What started out as a harmless surf gang has escalated to levels I’m afraid to even imagine. He saunters toward me, smiling and holding his arms out.
“Look at you, bro.” I give him a back-thumping hug. “All grown up.”
He pulls back, and I study the scar that he picked up after a weekend camping with his dad when he was sixteen years old. Our mom was pissed that he didn’t get stitches, but Drake seemed more proud than I’d ever seen him. He said he’d gotten into a fight, and he wore that damn slice through his face like a badge of honor. Crazy little shit. His eyelids are heavy, eyes bloodshot, no doubt from whatever it is he was doing in the hotel bedroom.
“Brother”—he takes me in from top to bottom—“you look like a homeless Michael Bublé.”
“And you look like Tupac’s gay white twin.” My teeth grind together in frustration. My little brother is a gold tooth and a shit load of talent away from that being true.
A warm smile breaks through his tough fa?ade, and he moves in, throwing an arm around my shoulder. “It’s been too long.”

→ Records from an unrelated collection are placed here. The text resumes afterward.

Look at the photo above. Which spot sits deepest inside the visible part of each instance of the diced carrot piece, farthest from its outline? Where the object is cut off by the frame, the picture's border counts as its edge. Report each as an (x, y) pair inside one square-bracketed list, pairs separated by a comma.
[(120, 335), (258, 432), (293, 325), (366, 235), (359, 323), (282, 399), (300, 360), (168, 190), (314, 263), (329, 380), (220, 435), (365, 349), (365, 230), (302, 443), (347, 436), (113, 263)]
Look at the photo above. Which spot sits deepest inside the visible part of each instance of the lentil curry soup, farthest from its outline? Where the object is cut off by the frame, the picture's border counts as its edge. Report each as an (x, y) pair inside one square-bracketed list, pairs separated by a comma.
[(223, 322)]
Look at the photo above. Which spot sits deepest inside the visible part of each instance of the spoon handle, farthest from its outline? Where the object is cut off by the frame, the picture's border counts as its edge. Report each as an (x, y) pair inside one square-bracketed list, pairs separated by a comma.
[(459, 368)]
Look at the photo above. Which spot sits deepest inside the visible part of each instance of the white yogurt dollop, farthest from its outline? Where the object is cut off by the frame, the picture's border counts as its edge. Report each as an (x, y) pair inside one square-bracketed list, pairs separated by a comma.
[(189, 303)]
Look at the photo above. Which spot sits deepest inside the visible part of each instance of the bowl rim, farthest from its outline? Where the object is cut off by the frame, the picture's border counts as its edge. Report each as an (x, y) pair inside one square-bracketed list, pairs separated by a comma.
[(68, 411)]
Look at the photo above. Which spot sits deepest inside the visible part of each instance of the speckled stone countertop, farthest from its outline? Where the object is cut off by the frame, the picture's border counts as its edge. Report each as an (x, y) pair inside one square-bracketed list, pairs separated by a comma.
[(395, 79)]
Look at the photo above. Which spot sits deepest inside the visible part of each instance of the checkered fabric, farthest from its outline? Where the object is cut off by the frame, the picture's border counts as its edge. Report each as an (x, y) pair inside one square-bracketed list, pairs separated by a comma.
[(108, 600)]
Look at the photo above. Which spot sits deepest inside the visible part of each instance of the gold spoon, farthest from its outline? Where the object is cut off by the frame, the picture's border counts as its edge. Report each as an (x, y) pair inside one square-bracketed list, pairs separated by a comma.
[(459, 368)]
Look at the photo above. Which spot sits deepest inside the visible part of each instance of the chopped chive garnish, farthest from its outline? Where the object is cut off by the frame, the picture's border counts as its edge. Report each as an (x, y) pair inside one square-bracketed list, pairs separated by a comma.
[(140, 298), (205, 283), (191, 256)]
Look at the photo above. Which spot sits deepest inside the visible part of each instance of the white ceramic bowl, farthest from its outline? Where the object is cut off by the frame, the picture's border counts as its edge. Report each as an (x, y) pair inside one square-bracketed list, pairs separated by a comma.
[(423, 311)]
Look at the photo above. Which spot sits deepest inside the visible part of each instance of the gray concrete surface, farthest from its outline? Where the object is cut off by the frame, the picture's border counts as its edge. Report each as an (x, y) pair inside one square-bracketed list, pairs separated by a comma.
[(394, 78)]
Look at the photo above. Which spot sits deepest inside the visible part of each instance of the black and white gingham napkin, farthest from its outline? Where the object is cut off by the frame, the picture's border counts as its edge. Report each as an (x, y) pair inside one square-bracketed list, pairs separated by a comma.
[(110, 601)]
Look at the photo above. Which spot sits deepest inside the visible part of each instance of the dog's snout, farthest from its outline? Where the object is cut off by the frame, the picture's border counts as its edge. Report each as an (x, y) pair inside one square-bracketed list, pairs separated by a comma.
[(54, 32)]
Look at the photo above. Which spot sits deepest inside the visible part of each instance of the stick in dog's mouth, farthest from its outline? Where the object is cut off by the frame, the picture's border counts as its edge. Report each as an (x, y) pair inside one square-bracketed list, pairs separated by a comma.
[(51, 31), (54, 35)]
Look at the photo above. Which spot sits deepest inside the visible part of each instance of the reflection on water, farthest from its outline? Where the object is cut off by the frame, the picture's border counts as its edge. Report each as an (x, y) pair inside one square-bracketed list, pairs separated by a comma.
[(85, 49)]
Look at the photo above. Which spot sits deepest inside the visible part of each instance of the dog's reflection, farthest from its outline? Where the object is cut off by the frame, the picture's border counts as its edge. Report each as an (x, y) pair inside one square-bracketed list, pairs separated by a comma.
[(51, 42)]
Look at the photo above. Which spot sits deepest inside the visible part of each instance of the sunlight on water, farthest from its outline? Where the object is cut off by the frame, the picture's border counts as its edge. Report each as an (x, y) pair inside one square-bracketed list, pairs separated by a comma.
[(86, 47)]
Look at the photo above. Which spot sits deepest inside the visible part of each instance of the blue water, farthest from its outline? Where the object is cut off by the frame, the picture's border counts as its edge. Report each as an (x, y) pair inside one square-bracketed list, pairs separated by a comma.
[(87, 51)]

From the looks of it, way too long. “It has.”
He guides me to the sliding glass doors that lead to a large patio complete with fire pit. I turn around to see all the other guys have stayed inside as Drake drops down on a long semi-circular couch. He props his feet up on the fire circle, knee cocked, one sole of his high-top blue Chucks on the edge.
“How’s the UFL-superstar life treating you?” He pulls a joint out of the breast pocket of his Dickies shirt and pinches it between his lips to light it.
“Good, man. I’ve got no complaints.”
“We caught your last fight on TV,” he says between drags. “Made ten grand on that fight.”
“You’re running numbers now?” How does he get himself into this shit? Honest to God, it’s like trouble chases him down; he finds it without even looking.
“Dabbling here and there.” He offers me the joint, but I just stare at it until he shrugs with a “Suit yourself” and continues to puff on it.
I scan the horizon, the Vegas lights practically blinding even from this height. When I first moved here, I thought they were downright mystical. Now they just hurt my damn eyes.
I swing my gaze back to him. “What brings you to Vegas, D?”
He picks something off the tip of his tongue, tilts his head and studies me. “You know what.”